Integral closure in field of fractions.

Question

Let $I$ be the ideal generated by $2xy+x^2+y^3$ in $\mathbb{R}[x,y]$. Define $A:=\mathbb{R}[x,y]/I$, I want to find the normalisation of $A$, that is, the set $B= \{ a \in \operatorname{Frac} A : a\text{ integral over }A \}$. What standard methods are used to do this? Any hints?

Answer 1

$\mathbb R[\bar x,\bar y]=\mathbb{R}[x,y]/(2xy+x^2+y^3)$ is an integral domain. (Here $\bar x,\bar y$ denote the residue classes of $x,y$ modulo the ideal $(2xy+x^2+y^3)$.)
Then $\bar x/\bar y$ belongs to the field of fractions, and moreover $(\bar x/\bar y)^2+2(\bar x/\bar y)+\bar y=0$, that is, $\bar x/\bar y$ is integral over $\mathbb R[\bar x,\bar y]$.

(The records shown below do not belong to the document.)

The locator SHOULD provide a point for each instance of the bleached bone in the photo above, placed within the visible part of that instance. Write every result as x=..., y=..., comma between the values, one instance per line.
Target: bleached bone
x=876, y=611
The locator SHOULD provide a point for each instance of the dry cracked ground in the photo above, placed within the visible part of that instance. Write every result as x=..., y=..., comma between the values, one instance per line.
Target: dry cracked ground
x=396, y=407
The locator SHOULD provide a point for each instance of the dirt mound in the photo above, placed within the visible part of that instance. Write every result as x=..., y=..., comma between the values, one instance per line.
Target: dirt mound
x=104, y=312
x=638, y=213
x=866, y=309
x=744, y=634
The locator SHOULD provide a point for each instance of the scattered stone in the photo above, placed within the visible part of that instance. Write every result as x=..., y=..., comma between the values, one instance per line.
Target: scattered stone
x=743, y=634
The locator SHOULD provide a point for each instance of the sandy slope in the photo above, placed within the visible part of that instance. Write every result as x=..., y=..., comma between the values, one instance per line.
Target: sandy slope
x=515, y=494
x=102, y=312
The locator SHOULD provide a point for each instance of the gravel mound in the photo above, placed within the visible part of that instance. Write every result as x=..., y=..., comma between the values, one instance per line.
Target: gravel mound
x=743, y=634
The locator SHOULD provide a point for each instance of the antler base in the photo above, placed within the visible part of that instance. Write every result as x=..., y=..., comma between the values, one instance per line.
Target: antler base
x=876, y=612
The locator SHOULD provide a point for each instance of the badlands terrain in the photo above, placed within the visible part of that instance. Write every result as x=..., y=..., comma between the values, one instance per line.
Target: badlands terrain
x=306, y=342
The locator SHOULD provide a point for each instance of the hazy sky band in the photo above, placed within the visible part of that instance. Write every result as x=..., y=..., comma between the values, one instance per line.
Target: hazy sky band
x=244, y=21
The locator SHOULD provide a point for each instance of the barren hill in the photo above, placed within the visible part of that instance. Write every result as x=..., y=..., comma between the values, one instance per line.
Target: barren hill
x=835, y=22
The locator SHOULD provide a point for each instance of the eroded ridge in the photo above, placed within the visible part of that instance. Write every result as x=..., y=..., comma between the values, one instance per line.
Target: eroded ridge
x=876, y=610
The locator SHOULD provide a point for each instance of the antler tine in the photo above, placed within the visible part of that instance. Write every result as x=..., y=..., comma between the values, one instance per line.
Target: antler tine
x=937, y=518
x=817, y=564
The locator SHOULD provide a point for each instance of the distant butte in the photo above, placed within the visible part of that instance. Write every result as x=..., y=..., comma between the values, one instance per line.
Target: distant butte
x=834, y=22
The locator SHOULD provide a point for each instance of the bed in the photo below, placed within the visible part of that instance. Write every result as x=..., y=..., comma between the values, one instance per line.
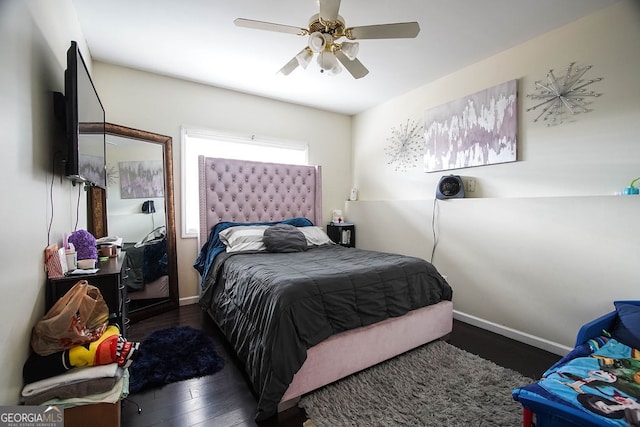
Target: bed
x=300, y=319
x=598, y=383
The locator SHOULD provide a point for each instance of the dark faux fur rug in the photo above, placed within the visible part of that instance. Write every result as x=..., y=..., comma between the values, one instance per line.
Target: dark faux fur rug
x=434, y=385
x=172, y=355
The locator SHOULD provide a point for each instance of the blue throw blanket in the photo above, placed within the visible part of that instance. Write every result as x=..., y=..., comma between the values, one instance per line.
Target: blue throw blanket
x=214, y=246
x=599, y=380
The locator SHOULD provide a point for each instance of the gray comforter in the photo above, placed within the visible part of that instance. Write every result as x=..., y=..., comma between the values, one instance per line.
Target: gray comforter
x=273, y=306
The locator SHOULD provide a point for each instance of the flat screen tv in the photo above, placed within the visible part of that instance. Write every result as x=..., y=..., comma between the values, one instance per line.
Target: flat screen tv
x=84, y=120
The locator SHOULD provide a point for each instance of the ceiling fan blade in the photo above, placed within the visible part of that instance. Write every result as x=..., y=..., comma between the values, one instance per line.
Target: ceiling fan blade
x=269, y=26
x=329, y=10
x=354, y=66
x=399, y=30
x=290, y=66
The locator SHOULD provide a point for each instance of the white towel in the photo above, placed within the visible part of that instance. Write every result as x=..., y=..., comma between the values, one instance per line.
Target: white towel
x=70, y=377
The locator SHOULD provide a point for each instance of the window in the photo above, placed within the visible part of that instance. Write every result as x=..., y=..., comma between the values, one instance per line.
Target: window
x=196, y=142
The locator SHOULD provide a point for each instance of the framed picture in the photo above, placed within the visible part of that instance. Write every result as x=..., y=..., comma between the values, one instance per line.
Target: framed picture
x=141, y=179
x=477, y=130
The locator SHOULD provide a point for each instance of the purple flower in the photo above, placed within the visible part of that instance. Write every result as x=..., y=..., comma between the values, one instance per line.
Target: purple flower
x=85, y=244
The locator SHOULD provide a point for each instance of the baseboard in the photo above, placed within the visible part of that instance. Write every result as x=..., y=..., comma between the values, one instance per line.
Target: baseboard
x=189, y=300
x=523, y=337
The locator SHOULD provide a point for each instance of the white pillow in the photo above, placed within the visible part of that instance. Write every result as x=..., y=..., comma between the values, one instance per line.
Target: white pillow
x=315, y=236
x=243, y=238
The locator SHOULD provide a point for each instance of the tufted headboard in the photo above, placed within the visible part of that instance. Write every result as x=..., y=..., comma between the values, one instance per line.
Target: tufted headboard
x=244, y=191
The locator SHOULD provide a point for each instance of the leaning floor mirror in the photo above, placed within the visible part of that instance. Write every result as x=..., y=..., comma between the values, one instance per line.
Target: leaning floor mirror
x=138, y=208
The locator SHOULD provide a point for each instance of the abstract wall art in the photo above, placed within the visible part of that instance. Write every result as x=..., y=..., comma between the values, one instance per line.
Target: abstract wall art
x=141, y=179
x=477, y=130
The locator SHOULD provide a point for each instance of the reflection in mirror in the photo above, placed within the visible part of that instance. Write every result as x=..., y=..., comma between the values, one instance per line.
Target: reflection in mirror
x=139, y=211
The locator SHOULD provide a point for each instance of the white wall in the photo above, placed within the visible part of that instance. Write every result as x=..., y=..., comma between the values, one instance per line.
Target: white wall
x=34, y=38
x=542, y=245
x=162, y=105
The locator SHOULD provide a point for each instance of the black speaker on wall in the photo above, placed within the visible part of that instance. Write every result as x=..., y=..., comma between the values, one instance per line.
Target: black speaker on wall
x=450, y=187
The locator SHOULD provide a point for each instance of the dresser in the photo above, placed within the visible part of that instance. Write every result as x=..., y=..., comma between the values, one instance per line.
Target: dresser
x=111, y=279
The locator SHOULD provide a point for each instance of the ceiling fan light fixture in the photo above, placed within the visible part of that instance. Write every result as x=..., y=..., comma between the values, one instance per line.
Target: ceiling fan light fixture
x=304, y=57
x=350, y=49
x=328, y=63
x=317, y=42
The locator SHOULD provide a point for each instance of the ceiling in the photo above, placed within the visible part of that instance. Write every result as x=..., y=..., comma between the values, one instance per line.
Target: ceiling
x=196, y=40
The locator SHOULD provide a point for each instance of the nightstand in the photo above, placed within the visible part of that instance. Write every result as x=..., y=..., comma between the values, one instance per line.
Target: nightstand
x=343, y=234
x=111, y=279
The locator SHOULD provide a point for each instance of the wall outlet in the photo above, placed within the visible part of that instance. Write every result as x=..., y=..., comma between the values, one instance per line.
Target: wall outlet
x=470, y=185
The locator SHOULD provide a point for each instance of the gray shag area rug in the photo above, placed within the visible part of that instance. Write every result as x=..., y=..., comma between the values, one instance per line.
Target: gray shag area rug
x=434, y=385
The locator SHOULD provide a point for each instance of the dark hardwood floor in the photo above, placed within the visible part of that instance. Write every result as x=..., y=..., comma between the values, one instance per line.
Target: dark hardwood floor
x=225, y=398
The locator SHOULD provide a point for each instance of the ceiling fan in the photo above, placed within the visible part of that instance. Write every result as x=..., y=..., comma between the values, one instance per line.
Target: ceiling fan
x=328, y=38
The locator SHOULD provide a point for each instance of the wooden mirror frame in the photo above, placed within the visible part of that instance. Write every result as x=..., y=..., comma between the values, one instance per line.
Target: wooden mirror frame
x=97, y=214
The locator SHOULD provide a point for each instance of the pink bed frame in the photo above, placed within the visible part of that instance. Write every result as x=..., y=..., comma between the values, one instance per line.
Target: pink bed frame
x=242, y=191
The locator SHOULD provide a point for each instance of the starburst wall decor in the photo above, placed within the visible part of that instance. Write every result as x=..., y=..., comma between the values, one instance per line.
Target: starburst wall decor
x=405, y=146
x=561, y=94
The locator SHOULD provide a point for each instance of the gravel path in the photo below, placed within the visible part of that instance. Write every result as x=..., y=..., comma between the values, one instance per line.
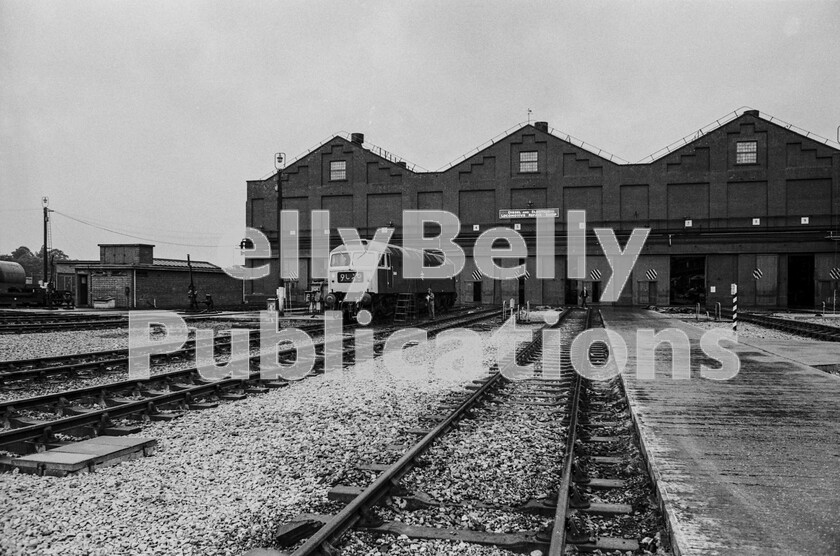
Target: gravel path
x=74, y=342
x=222, y=479
x=746, y=330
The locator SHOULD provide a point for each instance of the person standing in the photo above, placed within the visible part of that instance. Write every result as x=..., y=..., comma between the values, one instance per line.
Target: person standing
x=430, y=300
x=584, y=293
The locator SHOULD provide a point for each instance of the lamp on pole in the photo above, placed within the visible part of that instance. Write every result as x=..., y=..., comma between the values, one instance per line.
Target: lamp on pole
x=279, y=163
x=45, y=201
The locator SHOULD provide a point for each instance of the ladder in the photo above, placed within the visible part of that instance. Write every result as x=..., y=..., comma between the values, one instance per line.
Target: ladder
x=406, y=308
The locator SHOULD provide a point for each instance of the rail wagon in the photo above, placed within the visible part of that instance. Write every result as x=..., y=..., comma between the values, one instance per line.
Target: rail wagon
x=388, y=285
x=13, y=287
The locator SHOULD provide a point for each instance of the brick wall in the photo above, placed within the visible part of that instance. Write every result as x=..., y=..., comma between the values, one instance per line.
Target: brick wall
x=168, y=289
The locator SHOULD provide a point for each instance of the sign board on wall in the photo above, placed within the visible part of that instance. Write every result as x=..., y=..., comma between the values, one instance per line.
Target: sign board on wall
x=506, y=214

Now let's take a look at the ring $\mathbb R[\bar x,\bar y,\bar x/\bar y]$: it is in fact isomorphic to $$\mathbb R[x,y,t]/(2xy+x^2+y^3,ty-x,t^2+2t+y)$$ which is, at its turn, isomorphic to $\mathbb R[y,t]/(t^2+2t+y)\simeq\mathbb R[t]$, and therefore integrally closed.

We thus proved that the integral closure of $\mathbb R[\bar x,\bar y]$ is $\mathbb R[\bar x,\bar y,\bar x/\bar y]$.